Наступил день Святого Мартина 3071650 года; Первый президент и генеральный адвокат Талон увещевали Парламент сохранять спокойствие, дабы не играть на руку врагам государства. Советник Большой палаты Деланд-Пайен объявил, что накануне вечером в девять часов ему вручено было ходатайство принцессы де Конде. Бумагу огласили – в ней содержалось прошение о том, чтобы принцы привезены были в Лувр и оставались под охраной одного из свитских офицеров; чтобы послали за генеральным прокурором 308, дабы он предъявил им, если может, обвинение; в случае же если такового нет, принял меры к незамедлительному их освобождению. Забавно, что подать это прошение решено было двумя днями ранее Круасси, Виолем и мною у принцессы Пфальцской, а назавтра его тайком составили у Первого президента, который сказал Круасси и Виолю: «Вот что значит служить Его Высочеству принцу де Конде, соблюдая законы, как надлежит людям благомыслящим, а не бунтовщикам». На прошении Принцессы, согласно с парламентской процедурой, надписали: « К рассмотрению», передали его магистратам от короны и для обсуждения назначили день – среду на будущей неделе, то есть 7 декабря.

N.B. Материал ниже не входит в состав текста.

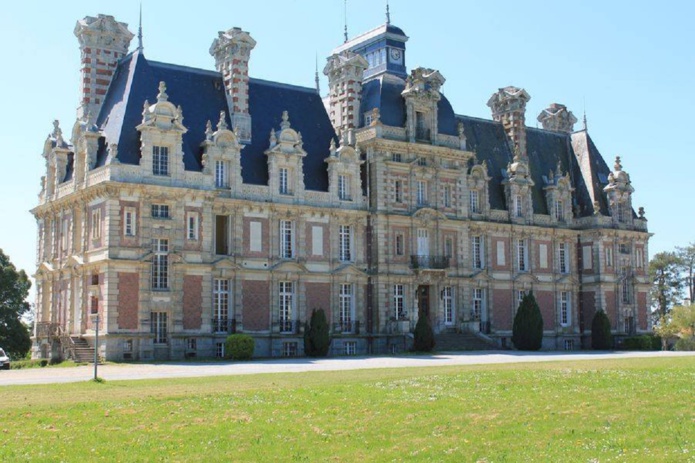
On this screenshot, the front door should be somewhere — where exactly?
[417,285,431,321]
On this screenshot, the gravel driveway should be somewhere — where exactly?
[0,351,695,386]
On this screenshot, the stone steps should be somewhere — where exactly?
[435,333,499,352]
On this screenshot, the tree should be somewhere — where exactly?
[649,252,683,319]
[654,303,695,339]
[512,291,543,350]
[413,315,435,352]
[304,309,331,357]
[591,309,613,350]
[676,243,695,302]
[0,249,31,358]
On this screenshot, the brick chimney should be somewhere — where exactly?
[487,86,531,159]
[538,103,577,133]
[210,27,256,143]
[323,50,368,137]
[75,14,134,124]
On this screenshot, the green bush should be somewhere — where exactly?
[591,310,613,350]
[512,291,543,350]
[224,334,256,360]
[623,334,661,350]
[413,315,435,352]
[674,338,695,350]
[304,309,331,357]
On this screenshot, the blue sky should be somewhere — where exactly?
[0,0,695,286]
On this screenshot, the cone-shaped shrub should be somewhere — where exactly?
[304,309,331,357]
[591,310,613,350]
[413,315,434,352]
[512,291,543,350]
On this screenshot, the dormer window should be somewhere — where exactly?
[279,167,290,195]
[152,146,169,176]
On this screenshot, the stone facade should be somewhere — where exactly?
[32,15,650,360]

В этот день генеральный адвокат Талон, приглашенный объявить свое мнение о ходатайстве принцессы де Конде, доложил ассамблее палат, что накануне Королева, призвав к себе магистратов от короны, повелела им передать Парламенту, чтобы он ни под каким видом не занимался рассмотрением ходатайства Принцессы, ибо все, связанное с арестованием принцев, подлежит ведению одного лишь Короля. От имени генерального прокурора Талон предложил Парламенту послать Королеве депутацию, дабы передать ей ходатайство Принцессы и почтительнейше просить Ее Величество к нему снизойти.

Не успел Талон окончить свою речь, как старейшина Большой палаты Креспен огласил другое прошение – от мадемуазель де Лонгвиль, которым она ходатайствовала об освобождении отца своего и о том, чтобы ей позволено было остаться в Париже, дабы о сем хлопотать.